Parallèlement, Carl Henry BURIN, deuxième lauréat de cette catégorie, y voit une question de santé publique, et estime que la dépénalisation de l’avortement permettra d’éviter de trop nombreux cas de mortalité maternelle. « Beaucoup de femmes perdent la vie, en se confiant à des charlatans pour expulser de leur ventre le fœtus qu’elles ne veulent garder. L’avortement est par conséquent l’une des causes de mortalité maternelle les plus répandues au pays ». Cependant, contrairement à M. TOUSSAINT, Carl Henry BURIN semble plaider en faveur d’un droit à l’avortement libre de toute contrainte. « Cette revendication ne répond donc pas simplement à des exigences économiques ou sanitaires, mais exprime aussi bien le désir d’affirmation pour les femmes, de se sentir libres dans leur corps, sans avoir à subir les diktats d’un système-monde dont elles sont exclues ».
Roobens ISMA est le premier lauréat du concours pour l’inclusion des personnes handicapées dans la société haïtienne, et selon lui, « des changements majeurs doivent être avant tout opérés dans les structures sociales de la société ». « Il faut faire bouger les lignes tant sur le plan éducatif, politico-juridique, économique pour ne citer que ceux-là », estime M. ISMA. Également, il se veut être clair, il ne s’agit aucunement d’accorder des faveurs aux personnes en situation de handicap, mais de rétablir la justice. « Il ne s’agit pas ici d’accorder une quelconque faveur, mais de préférence respecter les droits inaliénables trop longtemps bafoués d’une catégorie de personnes, marginalisées ».

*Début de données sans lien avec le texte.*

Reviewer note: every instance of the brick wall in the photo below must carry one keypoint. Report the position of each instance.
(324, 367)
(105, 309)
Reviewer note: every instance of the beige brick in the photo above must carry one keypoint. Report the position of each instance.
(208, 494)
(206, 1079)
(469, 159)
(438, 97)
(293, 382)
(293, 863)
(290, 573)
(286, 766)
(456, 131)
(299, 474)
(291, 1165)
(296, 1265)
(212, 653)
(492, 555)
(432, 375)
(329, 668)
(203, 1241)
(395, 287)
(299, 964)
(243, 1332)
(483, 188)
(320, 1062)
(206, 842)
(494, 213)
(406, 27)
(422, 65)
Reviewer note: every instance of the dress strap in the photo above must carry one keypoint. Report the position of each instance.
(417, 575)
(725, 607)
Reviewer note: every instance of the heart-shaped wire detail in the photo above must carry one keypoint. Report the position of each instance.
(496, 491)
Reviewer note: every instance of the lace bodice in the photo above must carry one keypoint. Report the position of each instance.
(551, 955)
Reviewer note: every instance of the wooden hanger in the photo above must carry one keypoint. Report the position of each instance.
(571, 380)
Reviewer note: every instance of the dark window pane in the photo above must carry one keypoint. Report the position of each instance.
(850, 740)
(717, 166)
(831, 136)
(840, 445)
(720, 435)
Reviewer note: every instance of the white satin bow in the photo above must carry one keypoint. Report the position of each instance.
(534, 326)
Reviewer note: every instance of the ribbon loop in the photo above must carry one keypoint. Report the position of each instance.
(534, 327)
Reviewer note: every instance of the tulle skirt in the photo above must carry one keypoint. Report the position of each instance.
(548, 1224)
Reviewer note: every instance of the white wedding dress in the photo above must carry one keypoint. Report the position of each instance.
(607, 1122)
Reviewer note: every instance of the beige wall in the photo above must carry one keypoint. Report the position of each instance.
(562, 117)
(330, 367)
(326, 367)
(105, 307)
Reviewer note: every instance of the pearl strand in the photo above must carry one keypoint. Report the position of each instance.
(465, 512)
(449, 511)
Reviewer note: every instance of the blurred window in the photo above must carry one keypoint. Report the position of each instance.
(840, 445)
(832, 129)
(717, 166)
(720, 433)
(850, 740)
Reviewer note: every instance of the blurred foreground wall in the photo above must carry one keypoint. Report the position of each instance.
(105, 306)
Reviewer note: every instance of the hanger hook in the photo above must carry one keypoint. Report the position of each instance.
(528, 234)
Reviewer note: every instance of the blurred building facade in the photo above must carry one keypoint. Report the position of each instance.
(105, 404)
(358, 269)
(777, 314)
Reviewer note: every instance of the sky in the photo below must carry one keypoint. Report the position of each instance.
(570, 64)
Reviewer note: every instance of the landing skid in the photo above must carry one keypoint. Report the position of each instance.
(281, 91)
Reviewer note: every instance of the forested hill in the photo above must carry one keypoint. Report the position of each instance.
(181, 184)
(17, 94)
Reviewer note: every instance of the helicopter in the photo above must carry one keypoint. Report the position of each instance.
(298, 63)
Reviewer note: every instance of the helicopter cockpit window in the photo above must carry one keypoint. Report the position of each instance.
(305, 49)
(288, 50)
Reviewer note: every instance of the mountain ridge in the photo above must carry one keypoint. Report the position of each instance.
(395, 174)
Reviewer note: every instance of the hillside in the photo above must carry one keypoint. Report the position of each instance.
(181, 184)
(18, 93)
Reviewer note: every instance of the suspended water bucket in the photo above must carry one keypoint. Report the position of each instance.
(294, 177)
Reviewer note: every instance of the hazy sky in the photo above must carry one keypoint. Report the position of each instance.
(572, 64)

Vickania TURENNE, deuxième lauréate de cette catégorie, appelle à la démarginalisation des personnes en situation de handicap. « Deux mots : femmes et handicap. Chacun portant leur propre lot de marginalisation », s’est-elle indignée tout en réclamant pour ces 15% de la population l’accès aux infrastructures et aux services sociaux. Mlle TURENNE, elle-même interprète en langue des signes, a plaidé en faveur de la mise sur pieds « d’ écoles et d’universités inclusives avec des structures spécialisées », ainsi que la vulgarisation de l’enseignement des langues des signes ou des dispositions de traduction pour les sourds-muets.
Pour la catégorie « Inclusion financière », c’est Nathalie DAVID qui a remporté le premier prix. Selon elle, « Une meilleure croissance économique ne pourrait favoriser un développement durable sans l’insertion des femmes dans le secteur économique ». Pour Mlle DAVID, « Une déconstruction totale s’impose face à ce cataclysme systémique ».
Quant à Marc Hérold NORELUS, deuxième lauréat de cette catégorie, la priorité a été de s’attaquer à l’inégalité hommes-femmes dans l’accès aux opportunités, en particulier devant les institutions financières et au niveau des salaires. « Les femmes haïtiennes bénéficient de 51% des prêts totaux accordés dans le système financier contre 49% pour les hommes. Cependant, en termes de volume, les hommes reçoivent 70% du montant total accordé et les femmes seulement 30% », a-t-il rappelé en plaidant contre un système qui dit favoriser les femmes, mais qui, dans les faits, les traite en parents pauvres.
Rappelons que cette deuxième édition a été soutenue par la Banque de la République d’Haïti (BRH), l’Ambassade de France en Haïti, l’Agence Universitaire de la Francophonie (AUF), l’Université Quisqueya, la DIGICEL, l’Initiative Spotlight, l’Union Européenne, l’UNICEF et Panos des Caraïbes.